Though local control may indeed increase buy-in and produce exciting innovations, accountability systems that allow differences between districts should be cause for alarm. Even while giving states flexibility, ESSA is not ambiguous in stating that all students in a state, with a few exceptions, need to take the same assessments. Without this, assessments may not fulfill their primary function of holding all students to the same high standards and comparing the performance of students in different schools and districts so that resources and supports can be directed to those schools and students that truly need them most.
New Hampshire’s Performance Assessments for Competency Education (PACE) system, has the largest hurdles to jump in order to prove their district developed assessments are comparable, particularly in terms of content and rigor—and that teachers are grading these assessments similarly across the state. As of now, there appear to be few quality controls in place to ensure all students are being held to the same high standards.
Of the participating states, Louisiana is the most explicit in their attempt to use IADA as an instrument to improve educational equity. The new assessment, LEAP 2025 Humanities, acknowledges that assessments cannot be content agnostic, and that content knowledge can trump skill mastery in reading comprehension assessment scores. As a result, the test draws on the state developed curriculum, ELA Guidebooks 2.0, with each assessment module using texts that students will have already encountered classroom, avoiding giving more advantaged students a potential leg up.
However, as mentioned above, Louisiana’s decision to allow districts to opt out of the Humanities assessment may undermine this commitment equity by limiting comparability.

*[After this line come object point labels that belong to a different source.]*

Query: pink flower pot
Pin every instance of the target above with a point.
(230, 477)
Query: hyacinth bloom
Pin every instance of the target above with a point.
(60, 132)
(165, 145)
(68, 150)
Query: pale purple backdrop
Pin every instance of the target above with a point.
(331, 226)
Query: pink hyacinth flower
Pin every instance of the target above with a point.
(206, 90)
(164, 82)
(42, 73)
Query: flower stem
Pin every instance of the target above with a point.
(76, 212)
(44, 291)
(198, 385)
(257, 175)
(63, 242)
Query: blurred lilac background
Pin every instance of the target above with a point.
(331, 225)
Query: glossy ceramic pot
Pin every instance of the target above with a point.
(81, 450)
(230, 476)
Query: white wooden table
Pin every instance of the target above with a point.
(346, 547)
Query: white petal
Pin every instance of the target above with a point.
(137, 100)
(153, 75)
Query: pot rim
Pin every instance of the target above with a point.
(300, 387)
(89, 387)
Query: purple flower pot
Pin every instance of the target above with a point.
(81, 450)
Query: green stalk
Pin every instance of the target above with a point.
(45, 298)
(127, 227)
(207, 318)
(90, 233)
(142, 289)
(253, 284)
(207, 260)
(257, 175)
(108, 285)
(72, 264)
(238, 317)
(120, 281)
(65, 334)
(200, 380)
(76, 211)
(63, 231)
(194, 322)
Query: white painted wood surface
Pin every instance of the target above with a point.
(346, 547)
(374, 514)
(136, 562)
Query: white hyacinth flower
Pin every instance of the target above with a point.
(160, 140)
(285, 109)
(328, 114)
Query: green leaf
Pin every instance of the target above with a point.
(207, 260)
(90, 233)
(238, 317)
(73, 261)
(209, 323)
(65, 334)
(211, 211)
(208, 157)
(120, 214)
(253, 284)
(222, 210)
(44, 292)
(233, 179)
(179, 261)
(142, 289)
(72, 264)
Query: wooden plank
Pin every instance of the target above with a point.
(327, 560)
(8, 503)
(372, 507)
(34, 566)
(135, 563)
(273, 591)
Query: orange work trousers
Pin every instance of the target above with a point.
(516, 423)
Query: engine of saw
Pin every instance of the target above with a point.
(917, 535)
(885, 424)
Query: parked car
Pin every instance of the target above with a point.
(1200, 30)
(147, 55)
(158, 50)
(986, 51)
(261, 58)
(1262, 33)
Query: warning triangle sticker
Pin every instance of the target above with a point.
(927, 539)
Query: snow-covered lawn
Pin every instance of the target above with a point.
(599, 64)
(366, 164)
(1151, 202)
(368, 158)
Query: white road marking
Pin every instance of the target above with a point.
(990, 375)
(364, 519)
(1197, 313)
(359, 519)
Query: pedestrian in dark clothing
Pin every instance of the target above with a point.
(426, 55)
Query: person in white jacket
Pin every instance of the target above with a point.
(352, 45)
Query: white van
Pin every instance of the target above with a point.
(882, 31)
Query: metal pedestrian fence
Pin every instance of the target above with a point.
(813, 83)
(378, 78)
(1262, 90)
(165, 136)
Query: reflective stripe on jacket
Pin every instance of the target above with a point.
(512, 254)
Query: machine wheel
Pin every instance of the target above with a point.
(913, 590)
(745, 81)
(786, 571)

Not only does this open the door to hold traditionally disadvantaged students—poor and minority students, students with disabilities, and English Learners—to lower standards, but resources might be misdirected away from areas that actually need them most, if districts and schools are effectively being measured by different standards and different yardsticks.
Another risk to equity exists in the subset of districts currently piloting IADA assessments. In both New Hampshire and North Carolina, the students participating in the pilot phase of the program are not representative of the racial/ethnic populations of the state as a whole. While both states are committed to addressing this as they expand the pilot, any studies of comparability may not be valid for underrepresented student groups, limiting their usefulness in informing test adjustments and scaling efforts.
Models for New IADA States?
As states consider joining IADA, it’s critical that they consider the potential benefits and risks of the various innovations in assessment currently underway. It may not be worth the investment of time and resources to make changes that only tinker around the edges, like North Carolina’s NCPAT system, which effectively just unifies two existing tests under one name. However, developing a complex system of local assessments similar to New Hampshire’s PACE will be difficult to translate to larger, more diverse states and may strain already limited local capacity. To be clear, innovation in assessment should be encouraged, but states need to approach IADA with a clear understanding of the risks and benefits associated with making such changes.